A l’issue de ses travaux, la commission présidée par Jean-François Husson (Les Républicains) avait conclu que la pollution de l’air coûterait plus de 100 milliards d’euros par an à la France, en dépenses de santé, absentéisme dans les entreprises ou baisse des rendements agricoles.
– Frédéric Oudéa dans le viseur ? –
Elle avait préconisé 61 mesures pour « une véritable fiscalité écologique » et pour « compléter les normes existantes ». Dans les transports, elle avait proposé notamment l’alignement progressif jusqu’en 2020 de la fiscalité de l’essence et du diesel.
Le Sénat pourrait saisir la justice pour une autre affaire de faux témoignage.
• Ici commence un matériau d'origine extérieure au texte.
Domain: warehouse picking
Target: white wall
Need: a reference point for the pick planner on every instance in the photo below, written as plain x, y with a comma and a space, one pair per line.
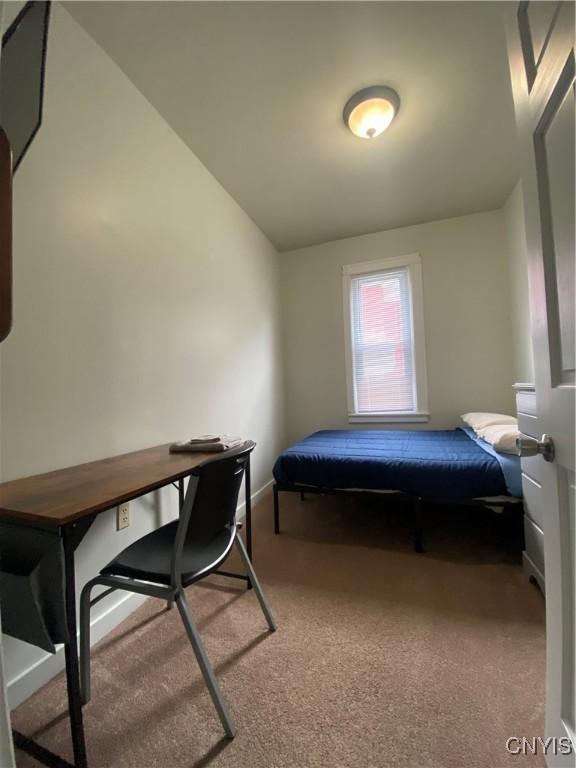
146, 303
519, 290
467, 325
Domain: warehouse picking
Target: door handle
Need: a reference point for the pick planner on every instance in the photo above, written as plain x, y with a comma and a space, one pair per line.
529, 446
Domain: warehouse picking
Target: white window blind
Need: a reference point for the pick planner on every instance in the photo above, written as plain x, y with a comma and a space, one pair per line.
384, 378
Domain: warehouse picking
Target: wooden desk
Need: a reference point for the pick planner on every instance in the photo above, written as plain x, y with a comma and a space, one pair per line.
67, 501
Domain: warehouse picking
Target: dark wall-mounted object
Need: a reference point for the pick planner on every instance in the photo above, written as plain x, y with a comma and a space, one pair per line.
32, 586
5, 236
22, 75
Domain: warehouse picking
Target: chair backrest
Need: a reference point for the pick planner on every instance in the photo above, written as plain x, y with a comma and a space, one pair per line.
211, 499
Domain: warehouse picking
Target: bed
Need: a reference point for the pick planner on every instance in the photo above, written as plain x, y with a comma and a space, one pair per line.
449, 465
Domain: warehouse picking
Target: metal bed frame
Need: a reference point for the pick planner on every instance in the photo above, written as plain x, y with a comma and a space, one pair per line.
417, 503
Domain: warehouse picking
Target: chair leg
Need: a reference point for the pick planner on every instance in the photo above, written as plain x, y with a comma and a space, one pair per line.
256, 584
205, 668
85, 643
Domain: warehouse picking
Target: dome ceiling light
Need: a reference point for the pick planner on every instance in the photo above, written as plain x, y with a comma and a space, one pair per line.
370, 111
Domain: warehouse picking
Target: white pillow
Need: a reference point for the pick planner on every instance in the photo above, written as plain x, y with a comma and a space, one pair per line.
502, 437
479, 421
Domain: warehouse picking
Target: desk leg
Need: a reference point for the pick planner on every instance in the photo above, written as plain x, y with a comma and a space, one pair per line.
247, 486
71, 653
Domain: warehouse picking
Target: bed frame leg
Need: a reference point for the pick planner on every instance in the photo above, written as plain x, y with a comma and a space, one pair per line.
276, 510
418, 525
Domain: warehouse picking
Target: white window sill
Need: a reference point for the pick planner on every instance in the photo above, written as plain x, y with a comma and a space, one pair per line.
389, 418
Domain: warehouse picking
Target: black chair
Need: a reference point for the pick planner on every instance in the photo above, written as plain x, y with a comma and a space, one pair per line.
163, 563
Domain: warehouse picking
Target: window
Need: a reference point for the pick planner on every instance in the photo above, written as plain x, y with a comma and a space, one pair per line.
385, 340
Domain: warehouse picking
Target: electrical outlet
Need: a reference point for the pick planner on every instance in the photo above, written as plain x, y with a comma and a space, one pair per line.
123, 516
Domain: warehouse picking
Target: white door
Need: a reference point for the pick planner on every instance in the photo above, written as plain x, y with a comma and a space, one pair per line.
541, 57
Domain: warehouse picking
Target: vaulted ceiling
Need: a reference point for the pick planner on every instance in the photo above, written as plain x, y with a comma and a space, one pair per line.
256, 90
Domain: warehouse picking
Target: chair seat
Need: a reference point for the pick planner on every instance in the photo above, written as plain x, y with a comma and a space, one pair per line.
150, 558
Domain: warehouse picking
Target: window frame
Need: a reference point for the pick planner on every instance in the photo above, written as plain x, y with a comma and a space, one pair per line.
413, 263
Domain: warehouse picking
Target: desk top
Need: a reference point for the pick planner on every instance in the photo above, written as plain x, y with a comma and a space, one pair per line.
66, 495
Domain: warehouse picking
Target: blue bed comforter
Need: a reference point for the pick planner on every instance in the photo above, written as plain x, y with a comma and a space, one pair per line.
441, 464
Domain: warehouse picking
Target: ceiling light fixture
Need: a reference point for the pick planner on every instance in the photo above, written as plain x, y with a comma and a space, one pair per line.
370, 111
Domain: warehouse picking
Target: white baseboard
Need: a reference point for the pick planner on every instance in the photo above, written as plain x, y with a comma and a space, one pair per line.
29, 680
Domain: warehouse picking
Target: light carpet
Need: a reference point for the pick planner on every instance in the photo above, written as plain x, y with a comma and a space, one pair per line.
383, 658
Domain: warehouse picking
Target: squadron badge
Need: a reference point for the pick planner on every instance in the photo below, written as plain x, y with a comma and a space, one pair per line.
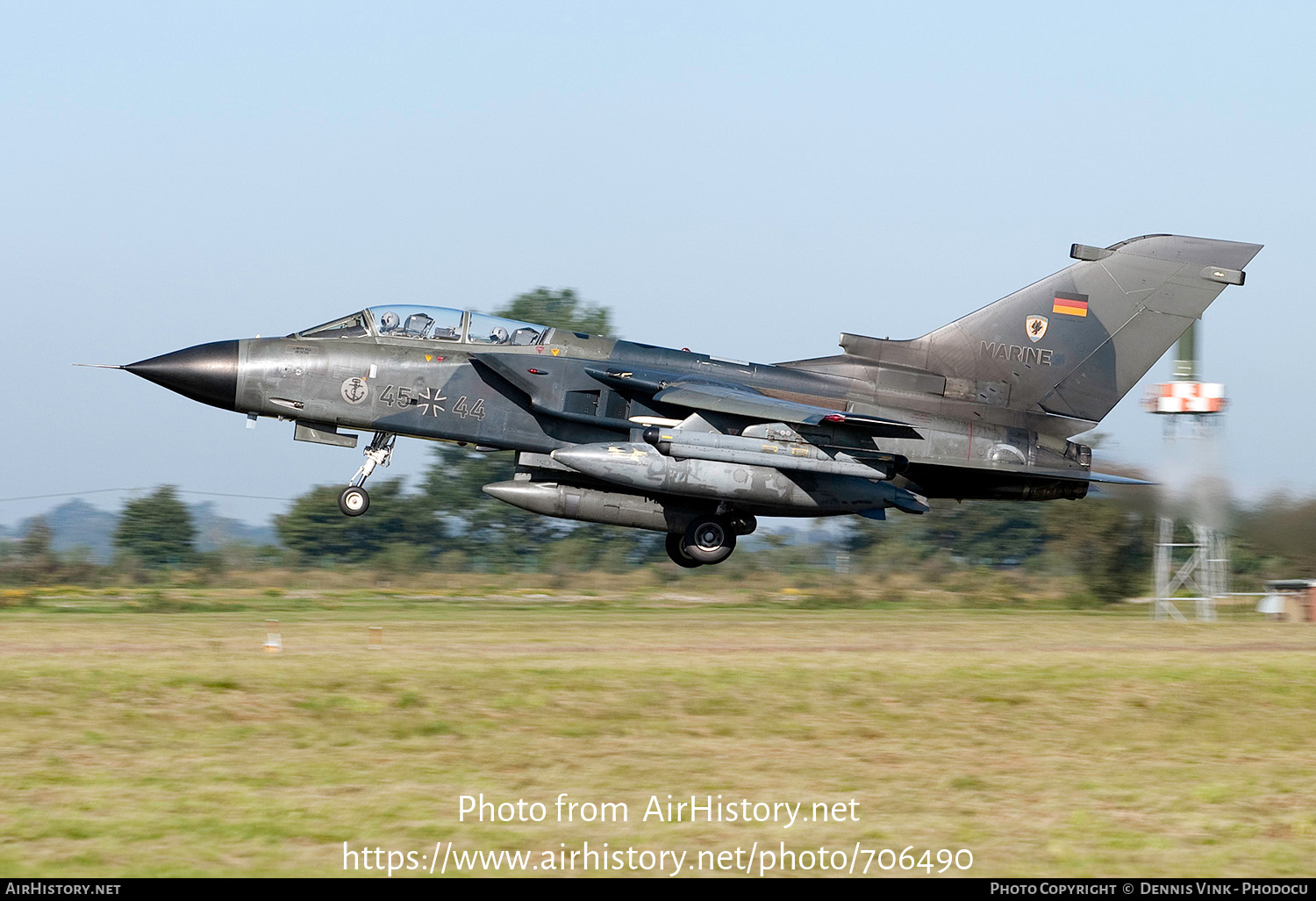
355, 390
1034, 326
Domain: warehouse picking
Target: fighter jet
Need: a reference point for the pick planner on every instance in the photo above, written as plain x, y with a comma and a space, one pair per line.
700, 447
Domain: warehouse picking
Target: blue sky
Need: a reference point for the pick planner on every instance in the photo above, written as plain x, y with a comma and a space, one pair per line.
745, 179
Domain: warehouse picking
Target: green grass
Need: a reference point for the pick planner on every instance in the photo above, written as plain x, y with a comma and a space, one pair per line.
1047, 742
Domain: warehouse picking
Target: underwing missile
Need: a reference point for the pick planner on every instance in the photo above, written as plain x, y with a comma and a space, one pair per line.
776, 454
645, 468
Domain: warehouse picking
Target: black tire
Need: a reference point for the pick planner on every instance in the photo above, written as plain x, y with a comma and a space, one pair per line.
678, 555
710, 540
353, 500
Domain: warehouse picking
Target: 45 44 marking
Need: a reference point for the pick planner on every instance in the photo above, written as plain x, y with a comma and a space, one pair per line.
476, 410
429, 402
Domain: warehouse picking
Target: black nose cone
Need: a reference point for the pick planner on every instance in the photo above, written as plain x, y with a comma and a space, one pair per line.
205, 373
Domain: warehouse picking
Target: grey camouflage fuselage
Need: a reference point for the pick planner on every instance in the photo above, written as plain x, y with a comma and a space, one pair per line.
619, 432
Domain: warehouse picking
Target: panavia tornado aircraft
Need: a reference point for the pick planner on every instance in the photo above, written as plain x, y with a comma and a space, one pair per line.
699, 447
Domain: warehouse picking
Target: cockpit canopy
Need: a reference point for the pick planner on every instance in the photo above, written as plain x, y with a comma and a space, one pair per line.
431, 324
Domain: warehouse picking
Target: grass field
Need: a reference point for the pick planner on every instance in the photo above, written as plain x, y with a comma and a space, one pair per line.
137, 743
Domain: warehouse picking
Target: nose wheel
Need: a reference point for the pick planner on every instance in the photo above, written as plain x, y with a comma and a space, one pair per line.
354, 498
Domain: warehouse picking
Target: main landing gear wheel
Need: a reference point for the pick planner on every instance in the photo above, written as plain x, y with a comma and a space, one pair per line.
678, 555
353, 500
710, 540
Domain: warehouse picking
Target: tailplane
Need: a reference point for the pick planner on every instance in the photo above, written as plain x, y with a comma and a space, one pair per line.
1076, 342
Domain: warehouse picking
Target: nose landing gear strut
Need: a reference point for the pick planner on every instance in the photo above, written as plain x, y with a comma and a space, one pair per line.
354, 498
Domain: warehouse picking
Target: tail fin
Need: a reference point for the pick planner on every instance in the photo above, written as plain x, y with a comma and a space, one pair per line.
1076, 342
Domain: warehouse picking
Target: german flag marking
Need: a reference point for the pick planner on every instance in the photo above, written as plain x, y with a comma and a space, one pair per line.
1070, 304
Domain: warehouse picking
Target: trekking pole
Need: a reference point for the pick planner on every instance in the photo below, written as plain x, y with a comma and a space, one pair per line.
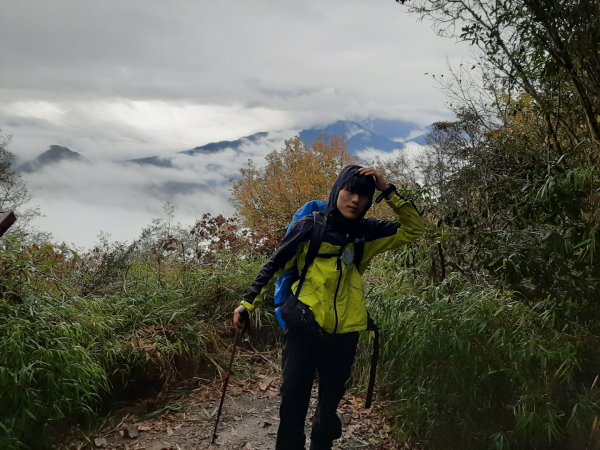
374, 358
236, 341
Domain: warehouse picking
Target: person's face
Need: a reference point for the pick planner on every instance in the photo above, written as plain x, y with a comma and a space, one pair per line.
351, 205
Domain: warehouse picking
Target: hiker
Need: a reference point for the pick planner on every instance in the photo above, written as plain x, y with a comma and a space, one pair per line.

Le président et le rapporteur de la commission d’enquête sur l’évasion fiscale, Philippe Dominati (LR) et Éric Bocquet (PCF), ont saisi le président de la Haute Assemblée Gérard Larcher du cas du responsable de la Société générale, Frédéric Oudéa, dont la sincérité devant cette commission est mise en doute depuis les révélations des Panama Papers.
M. Oudéa sera entendu à nouveau le 11 mai par la commission des Finances. « C’est au vu du résultat de ces auditions que le bureau de mai pourra éventuellement être saisi des suites à donner à cette affaire », a annoncé mardi M. Larcher.
« La Société Générale a fermé ses implantations dans les pays qui figuraient sur la liste grise, mais aussi dans ceux que désignait la liste des États non coopératifs, c’est-à-dire en pratique, pour nous, à Panama », avait déclaré sous serment devant la commission en avril 2012 M. Oudéa.
« A l’évidence, les informations » des Panama Papers « contredisent fondamentalement » ces déclarations, a estimé M. Bocquet. « En réalité, 979 entités offshore ont été créées par la Société Générale via la société panaméenne Mossack Fonseca, dont elle est l’un des principaux clients », a-t-il affirmé.
« J’ai répondu avec la plus totale sincérité à toutes les questions de la commission d’enquête du Sénat d’avril 2012 et je serais heureux d’apporter toutes les explications et informations relatives aux révélations récentes de la presse à l’ensemble des membres de la commission des Finances du Sénat », a déclaré par la suite M. Oudéa à l’issue d’un entretien avec la présidente de la commission des Finances, Michèle André (PS).